07. Juni 2024
BeurkG § 44a Abs. 2

Verlust einer Seite der Urschrift; Ersetzung durch reproduzierte Seite

BeurkG §§ 44, 44a Abs. 2
Verlust einer Seite der Urschrift; Ersetzung durch reproduzierte Seite

I. Sachverhalt
Bei der Verbindung eines beurkundeten Vertrages ist beim Herstellen der Urschrift und der beglaubigten Abschriften (Ausfertigungen wurden nicht erteilt) der Fehler passiert, dass ein Blatt der Urkunde nicht mit eingebunden wurde. Dies blieb zunächst unbemerkt. Die Urkunde ist durchnummeriert, die Seite 5 fehlt, sie ist aber anhand des gespeicherten Entwurfs zweifelsfrei reproduzierbar.

II. Fragen
1. Muss die Urschrift entheftet und mit der bisher fehlenden Seite 5 neu zusammengeheftet werden oder kann die bisher bei der Urschrift fehlende Seite an die Urschrift angesiegelt werden? Ist ein entsprechender Vermerk anzubringen?

2. Wenn das fehlende Blatt angesiegelt wird, können dann trotzdem beglaubigte Abschriften in der Weise hergestellt werden, dass die Seiten fortlaufend nummeriert zusammengeheftet werden?

III. Zur Rechtslage
Ist die Urkunde vollständig, d. h. auch mit der nunmehr fehlenden Seite 5, gem. § 13 Abs. 1 S. 1 BeurkG in Gegenwart des Notars den Beteiligten vorgelesen, von diesen genehmigt und von den Beteiligten und wegen § 13 Abs. 3 BeurkG auch vom Notar eigenhändig unterschrieben worden, so ist diese ursprünglich wirksam errichtet worden.
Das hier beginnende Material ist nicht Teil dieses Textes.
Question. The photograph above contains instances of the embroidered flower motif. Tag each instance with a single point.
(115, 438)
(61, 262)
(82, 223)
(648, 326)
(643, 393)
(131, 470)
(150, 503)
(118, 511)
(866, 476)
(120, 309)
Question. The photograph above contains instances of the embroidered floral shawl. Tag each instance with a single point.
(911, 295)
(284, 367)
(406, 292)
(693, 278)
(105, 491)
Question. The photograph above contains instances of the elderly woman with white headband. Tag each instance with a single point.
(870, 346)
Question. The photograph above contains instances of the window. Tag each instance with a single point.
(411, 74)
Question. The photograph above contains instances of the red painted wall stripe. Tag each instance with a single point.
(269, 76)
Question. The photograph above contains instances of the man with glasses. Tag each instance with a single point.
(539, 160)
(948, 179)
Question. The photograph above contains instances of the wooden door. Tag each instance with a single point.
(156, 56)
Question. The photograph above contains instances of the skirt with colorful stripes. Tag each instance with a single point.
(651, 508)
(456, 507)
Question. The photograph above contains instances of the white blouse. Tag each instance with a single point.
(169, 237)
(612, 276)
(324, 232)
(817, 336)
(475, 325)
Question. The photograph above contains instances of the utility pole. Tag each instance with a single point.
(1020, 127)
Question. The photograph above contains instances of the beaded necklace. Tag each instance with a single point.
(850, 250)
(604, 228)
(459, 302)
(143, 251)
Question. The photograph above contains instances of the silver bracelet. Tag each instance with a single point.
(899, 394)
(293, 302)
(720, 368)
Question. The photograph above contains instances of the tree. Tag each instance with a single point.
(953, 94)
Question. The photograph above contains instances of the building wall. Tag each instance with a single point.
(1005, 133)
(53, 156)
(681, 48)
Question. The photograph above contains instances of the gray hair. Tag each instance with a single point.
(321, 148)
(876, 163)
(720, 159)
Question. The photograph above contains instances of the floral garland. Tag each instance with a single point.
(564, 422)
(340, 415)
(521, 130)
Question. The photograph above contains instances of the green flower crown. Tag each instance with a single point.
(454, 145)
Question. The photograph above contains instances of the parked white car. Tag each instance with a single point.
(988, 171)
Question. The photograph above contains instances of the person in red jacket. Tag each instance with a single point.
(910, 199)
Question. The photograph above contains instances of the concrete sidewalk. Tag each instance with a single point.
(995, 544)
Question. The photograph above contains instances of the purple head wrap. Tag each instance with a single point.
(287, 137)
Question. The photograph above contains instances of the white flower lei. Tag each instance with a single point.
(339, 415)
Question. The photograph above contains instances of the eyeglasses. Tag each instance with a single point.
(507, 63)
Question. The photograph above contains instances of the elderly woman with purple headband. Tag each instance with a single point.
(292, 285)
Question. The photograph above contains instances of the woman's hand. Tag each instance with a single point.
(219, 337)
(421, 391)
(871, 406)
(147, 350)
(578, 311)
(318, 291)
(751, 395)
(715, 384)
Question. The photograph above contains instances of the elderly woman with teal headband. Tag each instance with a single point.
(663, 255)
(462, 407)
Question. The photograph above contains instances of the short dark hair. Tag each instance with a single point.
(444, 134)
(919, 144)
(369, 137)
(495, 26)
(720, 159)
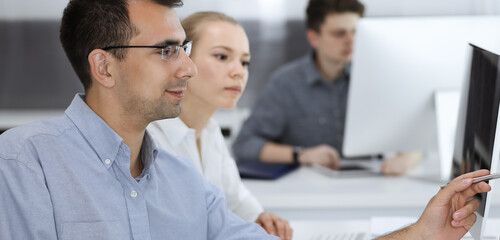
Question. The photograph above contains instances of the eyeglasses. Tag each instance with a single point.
(170, 51)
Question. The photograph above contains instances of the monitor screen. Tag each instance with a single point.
(477, 122)
(398, 66)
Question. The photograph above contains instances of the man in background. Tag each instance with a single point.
(95, 173)
(300, 116)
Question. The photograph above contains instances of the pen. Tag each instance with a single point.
(485, 178)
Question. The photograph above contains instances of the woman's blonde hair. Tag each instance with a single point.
(192, 23)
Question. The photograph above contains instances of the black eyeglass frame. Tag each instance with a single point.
(186, 47)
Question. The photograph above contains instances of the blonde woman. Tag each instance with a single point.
(221, 53)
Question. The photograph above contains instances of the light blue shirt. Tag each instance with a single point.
(69, 178)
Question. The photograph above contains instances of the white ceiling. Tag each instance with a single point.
(270, 10)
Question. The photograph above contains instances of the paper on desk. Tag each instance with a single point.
(382, 225)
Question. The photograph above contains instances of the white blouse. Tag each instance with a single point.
(215, 164)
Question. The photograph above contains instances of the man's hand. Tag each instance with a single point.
(275, 225)
(323, 155)
(400, 163)
(449, 214)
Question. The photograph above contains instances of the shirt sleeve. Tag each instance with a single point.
(26, 210)
(223, 224)
(266, 123)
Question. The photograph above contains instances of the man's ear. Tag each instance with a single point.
(99, 61)
(312, 37)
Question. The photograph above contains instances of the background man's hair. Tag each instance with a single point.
(92, 24)
(317, 10)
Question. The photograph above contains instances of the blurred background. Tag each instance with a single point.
(35, 74)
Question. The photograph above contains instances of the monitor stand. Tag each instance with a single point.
(446, 106)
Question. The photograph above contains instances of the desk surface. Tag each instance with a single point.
(307, 194)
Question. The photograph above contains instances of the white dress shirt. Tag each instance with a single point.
(215, 163)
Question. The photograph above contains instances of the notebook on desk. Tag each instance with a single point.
(259, 170)
(351, 168)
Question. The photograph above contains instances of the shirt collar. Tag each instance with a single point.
(149, 151)
(313, 76)
(178, 131)
(175, 129)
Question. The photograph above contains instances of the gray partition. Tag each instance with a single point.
(35, 73)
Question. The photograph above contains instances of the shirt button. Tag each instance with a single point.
(133, 193)
(322, 120)
(336, 113)
(340, 137)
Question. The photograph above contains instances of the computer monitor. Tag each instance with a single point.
(398, 66)
(477, 144)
Eine fehlerhafte Siegelung oder Heftung der einzelnen Seiten der Niederschrift macht diese nicht unwirksam; „lediglich“ der Beweiswert der Urkunde wird beeinträchtigt (BeckOGK-BeurkG/Regler, Std.: 1.3.2024, § 44 Rn. 22; Grziwotz/Heinemann, in: Grziwotz/Sauer/Heinemann, BeurkG, 4. Aufl. 2024, § 44 Rn. 14). Dabei ist der Notar – ebenso wie sein Amtsnachfolger – berechtigt und verpflichtet, eine nachträglich festgestellte fehlende bzw. fehlerhafte Heftung und Siegelung nachzuholen (BeckOGK-BeurkG/Regler, § 44 Rn. 23 f.). Ein solches Nachholen der fehlerhaften Heftung ist jedoch nur möglich, wenn tatsächlich die in der Beurkundung verlesene Seite 5 noch auffindbar ist. Ist die Originalseite nicht auffindbar, so ist eine nachträgliche korrekte Heftung bereits nicht mehr möglich.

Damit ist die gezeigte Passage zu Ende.